While the film is set in the late-80s and has the neon energy that permeates the stereotypes of the decade (as well as plenty of A24 films the more I think about it), there’s this seediness to the whole thing. It’s like if “GLOW” and “No Country for Old Men” had a bastard child. The grime of “Love Lies Bleeding” perfectly shows this dirty world that Lou and Jackie are trying to escape from but find themselves wrapped up in. 

As the film’s villain, Ed Harris is the disgusting side of this film personified with a visually off-putting look and a creepy, soft-spoken manner. He doesn’t have to yell or be that violent to convince you that he’s capable of unspeakable acts of terror. The entire film’s approach to violence is like that. It’s often brief but devastatingly effective to the point where certain acts in the film were met with audible gasps from the audience. 

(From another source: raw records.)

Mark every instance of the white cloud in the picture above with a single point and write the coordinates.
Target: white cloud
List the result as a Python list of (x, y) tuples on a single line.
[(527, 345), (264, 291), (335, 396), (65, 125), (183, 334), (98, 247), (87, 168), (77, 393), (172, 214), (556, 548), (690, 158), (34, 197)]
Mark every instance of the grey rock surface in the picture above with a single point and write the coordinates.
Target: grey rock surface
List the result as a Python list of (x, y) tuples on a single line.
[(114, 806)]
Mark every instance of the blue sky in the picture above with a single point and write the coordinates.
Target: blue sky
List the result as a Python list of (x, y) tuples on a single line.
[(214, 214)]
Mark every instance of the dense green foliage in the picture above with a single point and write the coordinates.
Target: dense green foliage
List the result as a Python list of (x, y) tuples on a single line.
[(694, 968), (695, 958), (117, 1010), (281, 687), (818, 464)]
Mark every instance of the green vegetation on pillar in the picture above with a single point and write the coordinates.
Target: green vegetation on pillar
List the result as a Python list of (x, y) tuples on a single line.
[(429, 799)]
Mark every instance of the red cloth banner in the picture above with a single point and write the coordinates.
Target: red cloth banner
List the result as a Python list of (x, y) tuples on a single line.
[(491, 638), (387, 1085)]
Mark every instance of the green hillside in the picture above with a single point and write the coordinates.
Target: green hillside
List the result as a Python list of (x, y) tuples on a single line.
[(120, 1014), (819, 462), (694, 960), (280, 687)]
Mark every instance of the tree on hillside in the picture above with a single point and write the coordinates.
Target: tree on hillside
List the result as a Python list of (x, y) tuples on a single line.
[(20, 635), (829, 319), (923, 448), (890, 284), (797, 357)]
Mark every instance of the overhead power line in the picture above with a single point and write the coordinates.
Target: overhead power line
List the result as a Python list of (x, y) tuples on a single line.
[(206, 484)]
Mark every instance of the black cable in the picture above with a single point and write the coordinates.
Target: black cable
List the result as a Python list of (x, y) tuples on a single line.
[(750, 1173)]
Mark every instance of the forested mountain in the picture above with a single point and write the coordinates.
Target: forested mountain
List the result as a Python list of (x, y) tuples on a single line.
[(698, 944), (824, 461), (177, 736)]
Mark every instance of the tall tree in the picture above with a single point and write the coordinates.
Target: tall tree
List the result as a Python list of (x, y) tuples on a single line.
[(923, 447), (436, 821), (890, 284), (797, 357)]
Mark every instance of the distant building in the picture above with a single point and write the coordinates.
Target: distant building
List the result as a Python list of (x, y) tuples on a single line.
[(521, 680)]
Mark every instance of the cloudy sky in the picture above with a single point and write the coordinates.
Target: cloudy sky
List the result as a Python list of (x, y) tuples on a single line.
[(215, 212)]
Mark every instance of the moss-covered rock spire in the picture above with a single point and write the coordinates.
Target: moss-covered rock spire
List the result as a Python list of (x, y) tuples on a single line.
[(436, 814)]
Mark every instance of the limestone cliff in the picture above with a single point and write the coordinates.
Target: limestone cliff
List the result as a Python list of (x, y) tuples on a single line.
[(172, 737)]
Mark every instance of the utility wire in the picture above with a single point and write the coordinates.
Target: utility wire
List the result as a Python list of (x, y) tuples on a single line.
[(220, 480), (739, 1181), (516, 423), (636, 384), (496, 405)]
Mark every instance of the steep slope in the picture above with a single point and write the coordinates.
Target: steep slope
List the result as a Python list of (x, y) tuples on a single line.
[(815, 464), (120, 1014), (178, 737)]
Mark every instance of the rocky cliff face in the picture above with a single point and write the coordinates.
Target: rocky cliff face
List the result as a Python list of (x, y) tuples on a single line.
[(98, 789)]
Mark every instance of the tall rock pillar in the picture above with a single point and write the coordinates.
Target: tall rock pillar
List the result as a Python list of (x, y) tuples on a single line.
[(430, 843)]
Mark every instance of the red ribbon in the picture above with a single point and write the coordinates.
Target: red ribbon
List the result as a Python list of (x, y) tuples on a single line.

One thing I wasn’t quite expecting was for how darkly comical the film could get. Anna Baryshnikov in particular is so delightfully irritating as an obsessive ex-girlfriend of Lou’s with almost every interaction she has with Kristen Stewart getting a laugh. Combined with a surreal touch, Rose Glass and Weronika Tofilska’s script is a gold-mine of excellent lines and ideas made manifest by a passionate production that makes for an excellent sophomore film from Glass following her deeply disturbing debut “Saint Maud”.

The entire film is energized with the right balance of character growth (literally in O’Brian’s case since Jackie becomes a user of steroids) and action, but it’s in the final act where things get strange. The way “Love Lies Bleeding” is so crazy that it absolutely warrants seeing it with an audience. Not only was I pleased with the chances that it took but I also loved hearing other people’s reactions to the kind of mad fun that A24 and the talented filmmakers the studio seeks out are capable of. 

“Love Lies Bleeding” is a thrilling whirlwind romance that takes the idea of strong women in film to a whole new level in both the literal and metaphorical sense. Whether you’re looking for a touching relationship or just a tense thriller chock full of violence and grit, I think this bizarre outing is worth it if you’re in the mood for something different.